The strong demand for lithium has driven up its price in recent months, reflecting tightness in the market. According to Benchmark Mineral Intelligence, the price of lithium carbonate – a key lithium compound used in battery production – has risen by about 90% since the beginning of 2021.
The strength of the lithium market has also led to increased interest in lithium stocks. Shares of other lithium producers, such as Albemarle Corp. (ALB) and Sociedad Química y Minera de Chile (SQM), have also been on an upward trend in recent months.
Livent’s strong quarterly results and raised guidance underscore the positive outlook for the lithium industry.

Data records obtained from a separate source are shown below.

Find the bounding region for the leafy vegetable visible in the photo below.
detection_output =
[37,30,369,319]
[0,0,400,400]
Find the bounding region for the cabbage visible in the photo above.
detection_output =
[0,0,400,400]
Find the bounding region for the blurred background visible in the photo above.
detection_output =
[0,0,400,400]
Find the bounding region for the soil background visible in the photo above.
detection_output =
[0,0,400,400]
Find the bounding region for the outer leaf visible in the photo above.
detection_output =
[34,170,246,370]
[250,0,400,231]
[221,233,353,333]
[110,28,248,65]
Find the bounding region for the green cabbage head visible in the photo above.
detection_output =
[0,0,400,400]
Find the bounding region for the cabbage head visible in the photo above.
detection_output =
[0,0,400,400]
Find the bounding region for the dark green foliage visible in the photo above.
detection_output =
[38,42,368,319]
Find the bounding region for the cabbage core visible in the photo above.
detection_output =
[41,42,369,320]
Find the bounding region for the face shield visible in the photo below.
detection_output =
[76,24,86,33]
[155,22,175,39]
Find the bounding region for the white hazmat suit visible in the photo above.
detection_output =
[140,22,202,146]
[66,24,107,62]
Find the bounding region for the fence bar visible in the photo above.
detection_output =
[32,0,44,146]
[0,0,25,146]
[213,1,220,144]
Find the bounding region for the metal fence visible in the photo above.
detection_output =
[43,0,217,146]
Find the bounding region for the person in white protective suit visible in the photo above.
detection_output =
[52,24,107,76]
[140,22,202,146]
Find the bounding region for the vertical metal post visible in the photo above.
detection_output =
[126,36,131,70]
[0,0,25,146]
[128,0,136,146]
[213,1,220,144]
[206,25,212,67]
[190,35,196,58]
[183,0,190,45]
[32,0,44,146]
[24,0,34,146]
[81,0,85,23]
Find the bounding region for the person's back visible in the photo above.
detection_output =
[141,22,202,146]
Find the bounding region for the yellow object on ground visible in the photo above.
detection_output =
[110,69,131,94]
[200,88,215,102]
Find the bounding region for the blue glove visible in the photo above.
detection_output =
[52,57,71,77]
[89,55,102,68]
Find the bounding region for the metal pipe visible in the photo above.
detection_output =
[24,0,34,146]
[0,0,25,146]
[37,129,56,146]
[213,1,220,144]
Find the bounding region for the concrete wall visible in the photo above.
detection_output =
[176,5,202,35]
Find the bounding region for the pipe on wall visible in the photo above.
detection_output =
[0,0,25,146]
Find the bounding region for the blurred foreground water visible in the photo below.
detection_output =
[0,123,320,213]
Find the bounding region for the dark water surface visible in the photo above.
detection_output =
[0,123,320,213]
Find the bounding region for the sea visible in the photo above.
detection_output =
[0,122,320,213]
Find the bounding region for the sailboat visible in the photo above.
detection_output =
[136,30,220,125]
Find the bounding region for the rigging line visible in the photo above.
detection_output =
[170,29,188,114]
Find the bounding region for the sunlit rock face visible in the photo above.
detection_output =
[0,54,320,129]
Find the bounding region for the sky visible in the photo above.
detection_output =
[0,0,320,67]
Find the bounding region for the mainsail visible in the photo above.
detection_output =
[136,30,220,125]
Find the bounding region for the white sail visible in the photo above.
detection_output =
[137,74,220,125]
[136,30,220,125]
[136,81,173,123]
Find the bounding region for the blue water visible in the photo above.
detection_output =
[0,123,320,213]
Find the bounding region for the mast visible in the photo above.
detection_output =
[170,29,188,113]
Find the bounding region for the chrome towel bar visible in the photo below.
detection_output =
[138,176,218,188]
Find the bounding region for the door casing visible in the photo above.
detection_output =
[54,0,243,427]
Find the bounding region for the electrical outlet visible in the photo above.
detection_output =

As the world continues to shift towards clean energy and the demand for electric vehicles increases, companies involved in lithium production will likely continue to benefit.
However, it is essential to note that the lithium market is not without its challenges. The rapid increase in demand for lithium and the resulting higher prices have led to concerns about potential oversupply in the market. Lithium production is also associated with significant environmental and social impacts, as well as geopolitical risks due to the concentration of lithium reserves in a few countries, such as Argentina, Australia, and Chile.
Despite these challenges, the outlook for the lithium market remains positive, and companies like Livent are well-positioned to benefit from the growing demand for the metal. With the strong performance in the first quarter, Livent is off to a good start in 2021, and the raised guidance suggests an optimistic view for the remainder of the year.
In summary, Livent’s better-than-expected first-quarter earnings and strong demand for lithium, driven by the growing electric vehicle market and consumer electronics, have led to a sharp increase in the company’s share price. As the global economy continues to transition towards cleaner energy solutions, and demand for electric vehicles and various consumer electronics remains robust, the outlook for lithium miners like Livent appears promising. However, potential challenges such as oversupply and geopolitical risk should be considered by investors when evaluating the lithium market and associated stocks.